By Caroline Downey, National Review
All five members of the progressive Squad are choosing to stay silent on House Speaker Nancy Pelosi’s defense of the right of lawmakers to hold and trade stocks while serving, despite their vehement opposition to the practice in the past.
When asked at a press briefing whether she believes legislators should be allowed to invest in equities while in office, Pelosi replied, “We are a free-market economy. They should be able to participate in that.”
The offices of Representatives Alexandria Ocasio-Cortez, Rashida Tlaib, Ilhan Omar, Ayanna Pressley, and Cori Bush did not respond to a request for comment on what appears to be substantial difference of opinion between the progressive caucus and leadership.
As recently as a week ago, Ocasio-Cortez advocated for barring members of Congress from buying and selling stocks while in their posts, implying the risk of politics-facilitated insider trading, securities fraud, and public corruption.

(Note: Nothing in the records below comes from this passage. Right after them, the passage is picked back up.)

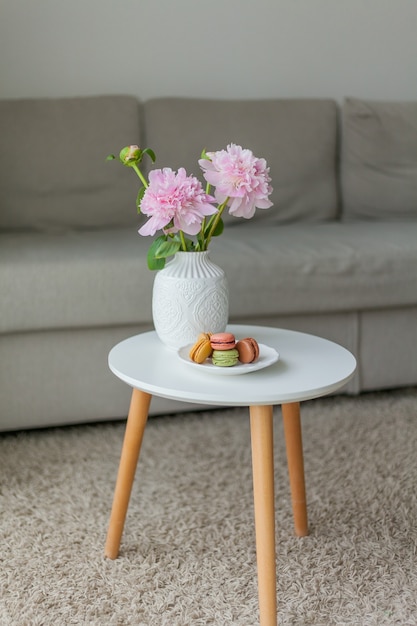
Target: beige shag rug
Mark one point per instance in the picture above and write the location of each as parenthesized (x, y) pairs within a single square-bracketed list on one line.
[(188, 550)]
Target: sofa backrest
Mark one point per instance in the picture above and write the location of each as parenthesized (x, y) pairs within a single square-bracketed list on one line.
[(53, 169), (379, 160), (296, 137)]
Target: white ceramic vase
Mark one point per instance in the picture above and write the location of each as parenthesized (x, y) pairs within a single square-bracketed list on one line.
[(190, 296)]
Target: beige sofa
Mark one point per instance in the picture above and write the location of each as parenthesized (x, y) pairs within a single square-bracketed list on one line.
[(336, 255)]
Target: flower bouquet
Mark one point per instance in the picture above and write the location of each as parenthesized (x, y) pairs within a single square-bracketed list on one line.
[(188, 215)]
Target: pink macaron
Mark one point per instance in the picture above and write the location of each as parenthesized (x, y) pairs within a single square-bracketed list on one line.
[(222, 341)]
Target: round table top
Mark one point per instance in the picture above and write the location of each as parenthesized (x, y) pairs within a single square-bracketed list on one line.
[(307, 367)]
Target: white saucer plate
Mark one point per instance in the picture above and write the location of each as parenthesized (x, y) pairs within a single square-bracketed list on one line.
[(267, 356)]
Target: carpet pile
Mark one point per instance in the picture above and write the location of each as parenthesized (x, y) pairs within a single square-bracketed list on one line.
[(188, 550)]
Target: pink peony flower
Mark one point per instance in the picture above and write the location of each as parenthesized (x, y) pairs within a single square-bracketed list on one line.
[(174, 199), (240, 176)]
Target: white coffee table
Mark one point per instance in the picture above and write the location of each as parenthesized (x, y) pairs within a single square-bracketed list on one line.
[(308, 367)]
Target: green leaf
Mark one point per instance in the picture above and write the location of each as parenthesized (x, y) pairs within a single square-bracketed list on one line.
[(153, 262), (167, 248)]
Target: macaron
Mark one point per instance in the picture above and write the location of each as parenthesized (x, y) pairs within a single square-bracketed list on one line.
[(248, 350), (202, 349), (225, 358), (222, 341)]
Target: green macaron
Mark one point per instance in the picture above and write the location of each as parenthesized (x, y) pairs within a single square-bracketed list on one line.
[(225, 358)]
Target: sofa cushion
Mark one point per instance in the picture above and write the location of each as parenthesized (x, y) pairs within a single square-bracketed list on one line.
[(296, 137), (96, 279), (54, 174), (379, 160)]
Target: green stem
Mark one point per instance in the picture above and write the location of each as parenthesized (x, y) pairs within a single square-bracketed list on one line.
[(139, 173), (215, 222), (183, 244)]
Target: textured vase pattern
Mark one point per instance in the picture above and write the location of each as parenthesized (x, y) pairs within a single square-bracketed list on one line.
[(190, 296)]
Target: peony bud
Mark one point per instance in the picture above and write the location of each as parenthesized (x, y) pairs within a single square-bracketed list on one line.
[(130, 154)]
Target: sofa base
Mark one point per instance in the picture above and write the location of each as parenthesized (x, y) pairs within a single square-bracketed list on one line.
[(57, 377)]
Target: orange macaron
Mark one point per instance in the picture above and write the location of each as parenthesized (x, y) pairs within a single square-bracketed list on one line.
[(222, 341), (248, 350), (202, 349)]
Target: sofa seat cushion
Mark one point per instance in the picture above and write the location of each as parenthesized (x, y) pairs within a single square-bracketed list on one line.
[(93, 279), (74, 279), (329, 267)]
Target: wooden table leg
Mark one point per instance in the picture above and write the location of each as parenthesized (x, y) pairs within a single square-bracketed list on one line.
[(294, 444), (264, 502), (135, 427)]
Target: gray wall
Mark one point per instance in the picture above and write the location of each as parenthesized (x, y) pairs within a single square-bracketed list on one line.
[(218, 48)]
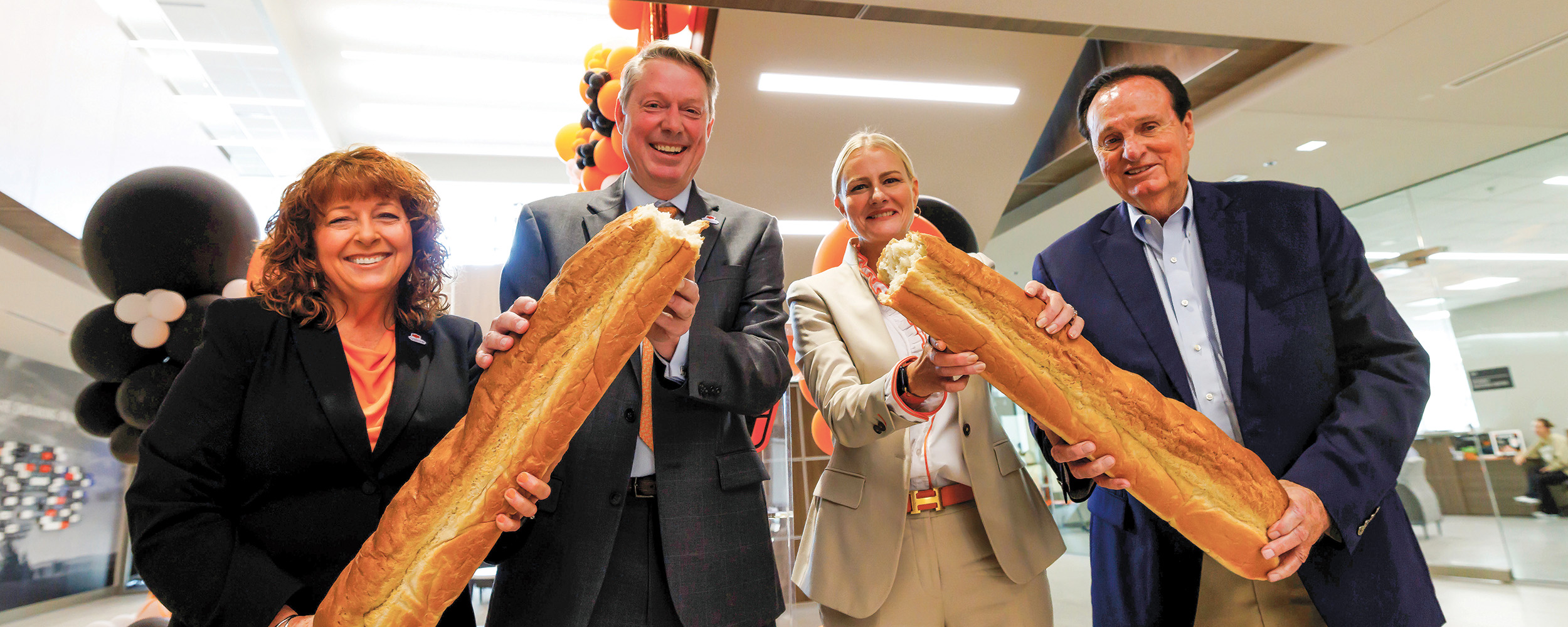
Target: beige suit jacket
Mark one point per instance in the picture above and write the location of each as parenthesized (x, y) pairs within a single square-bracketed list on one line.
[(854, 534)]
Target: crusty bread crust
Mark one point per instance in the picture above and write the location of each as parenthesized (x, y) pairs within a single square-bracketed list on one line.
[(1209, 488), (524, 411)]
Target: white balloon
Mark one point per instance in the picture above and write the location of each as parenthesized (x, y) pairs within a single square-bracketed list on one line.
[(149, 333), (132, 308), (167, 306), (236, 289)]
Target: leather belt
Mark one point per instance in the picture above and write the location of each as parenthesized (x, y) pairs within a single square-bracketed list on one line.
[(644, 487), (938, 499)]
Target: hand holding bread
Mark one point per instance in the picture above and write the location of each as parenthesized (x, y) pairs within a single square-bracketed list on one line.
[(1180, 465)]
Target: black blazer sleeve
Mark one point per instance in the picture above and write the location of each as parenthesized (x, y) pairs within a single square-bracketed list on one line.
[(186, 546), (744, 369), (1074, 488), (1362, 444)]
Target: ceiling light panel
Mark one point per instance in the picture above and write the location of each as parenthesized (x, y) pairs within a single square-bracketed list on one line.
[(904, 90), (1482, 284)]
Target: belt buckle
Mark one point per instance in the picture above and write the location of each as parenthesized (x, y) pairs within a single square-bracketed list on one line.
[(916, 500)]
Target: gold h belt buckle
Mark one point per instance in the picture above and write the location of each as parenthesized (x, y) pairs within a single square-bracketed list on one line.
[(916, 500)]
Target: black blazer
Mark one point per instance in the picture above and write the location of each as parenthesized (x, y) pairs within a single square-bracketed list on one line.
[(258, 483), (712, 515)]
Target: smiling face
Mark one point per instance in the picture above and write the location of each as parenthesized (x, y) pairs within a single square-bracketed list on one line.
[(1140, 143), (364, 248), (665, 127), (877, 195)]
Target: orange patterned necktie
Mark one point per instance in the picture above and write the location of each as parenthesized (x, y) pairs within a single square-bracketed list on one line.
[(645, 428)]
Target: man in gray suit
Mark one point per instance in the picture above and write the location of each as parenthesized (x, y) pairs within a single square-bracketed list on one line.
[(667, 527)]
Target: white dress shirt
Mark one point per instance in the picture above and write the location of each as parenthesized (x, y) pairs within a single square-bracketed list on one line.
[(932, 449), (675, 367), (1177, 262)]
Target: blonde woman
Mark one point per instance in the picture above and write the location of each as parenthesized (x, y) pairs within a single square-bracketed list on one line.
[(924, 516)]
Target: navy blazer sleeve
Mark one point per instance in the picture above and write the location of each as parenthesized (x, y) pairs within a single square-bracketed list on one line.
[(1074, 488), (1362, 444), (192, 556), (527, 270)]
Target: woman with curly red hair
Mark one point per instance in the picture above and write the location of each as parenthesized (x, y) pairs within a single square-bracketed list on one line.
[(308, 406)]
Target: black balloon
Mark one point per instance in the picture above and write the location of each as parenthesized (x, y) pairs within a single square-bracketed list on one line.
[(955, 229), (102, 349), (142, 394), (186, 333), (123, 444), (96, 411), (168, 228)]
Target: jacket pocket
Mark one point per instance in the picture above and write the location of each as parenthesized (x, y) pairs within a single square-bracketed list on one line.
[(741, 469), (1007, 460), (841, 487)]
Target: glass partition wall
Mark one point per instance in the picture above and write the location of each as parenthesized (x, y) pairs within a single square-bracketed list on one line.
[(1478, 264)]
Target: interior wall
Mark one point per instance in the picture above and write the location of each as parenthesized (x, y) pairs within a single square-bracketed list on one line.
[(1529, 336)]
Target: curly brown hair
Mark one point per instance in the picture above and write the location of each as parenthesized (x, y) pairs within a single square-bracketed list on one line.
[(292, 280)]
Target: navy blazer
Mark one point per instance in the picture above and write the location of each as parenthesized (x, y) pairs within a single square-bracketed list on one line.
[(258, 482), (1328, 386)]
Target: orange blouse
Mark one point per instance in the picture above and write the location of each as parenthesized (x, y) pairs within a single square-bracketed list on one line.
[(374, 371)]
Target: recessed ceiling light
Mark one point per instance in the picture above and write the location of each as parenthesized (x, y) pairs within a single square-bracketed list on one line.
[(905, 90), (1484, 283), (1500, 256), (807, 226), (173, 45)]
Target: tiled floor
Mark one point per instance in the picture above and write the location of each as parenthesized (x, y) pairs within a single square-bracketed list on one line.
[(1466, 603)]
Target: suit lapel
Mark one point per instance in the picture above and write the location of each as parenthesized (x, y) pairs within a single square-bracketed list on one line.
[(1222, 233), (698, 208), (1121, 255), (408, 384), (327, 369)]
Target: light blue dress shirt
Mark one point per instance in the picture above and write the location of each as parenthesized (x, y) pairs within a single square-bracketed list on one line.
[(1177, 262), (675, 369)]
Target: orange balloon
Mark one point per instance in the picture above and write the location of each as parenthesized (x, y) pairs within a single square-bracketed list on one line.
[(628, 14), (607, 161), (830, 253), (820, 433), (676, 18), (593, 177), (615, 142), (563, 142), (607, 95), (617, 60)]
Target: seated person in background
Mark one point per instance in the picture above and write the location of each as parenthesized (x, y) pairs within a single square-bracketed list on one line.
[(1544, 468)]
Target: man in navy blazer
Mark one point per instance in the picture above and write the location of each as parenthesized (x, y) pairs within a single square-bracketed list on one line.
[(1253, 305)]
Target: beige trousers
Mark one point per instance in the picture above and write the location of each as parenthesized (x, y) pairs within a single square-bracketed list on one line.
[(1227, 599), (948, 576)]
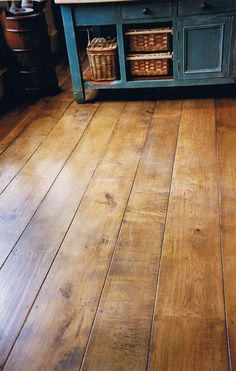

There is no ban yet on the books, meaning lawmakers are free to engage in active investing.
“It is absolutely ludicrous that members of Congress can hold and trade individual stock while in office,” she tweeted. “The access and influence we have should be exercised for the public interest, not our profit. It shouldn’t be legal for us to trade individual stock with the info we have.”
Pelosi has come under fire in the past for her husband’s lucrative stock trading, which has elevated the House speaker to one of the wealthiest members of Congress, with $46,123,051 in total assets, most of which comes from her husband’s financial dealings, a Business Insider analysis found.
While Pelosi herself has only reported her home in Napa, Calif. and a small checking account as assets, her husband’s investment portfolio has included companies like Slack, Tesla, Disney, Visa, Salesforce, PayPal, Alphabet, Facebook, and Netflix, all of which spend tens of millions of dollars lobbying the federal government each year.
Drew Hammill, a spokesperson for Pelosi, reiterated to the publication that the speaker personally does not have any equity exposure, although he did not address the more ambiguous conflict of interest of the couple’s combined wealth.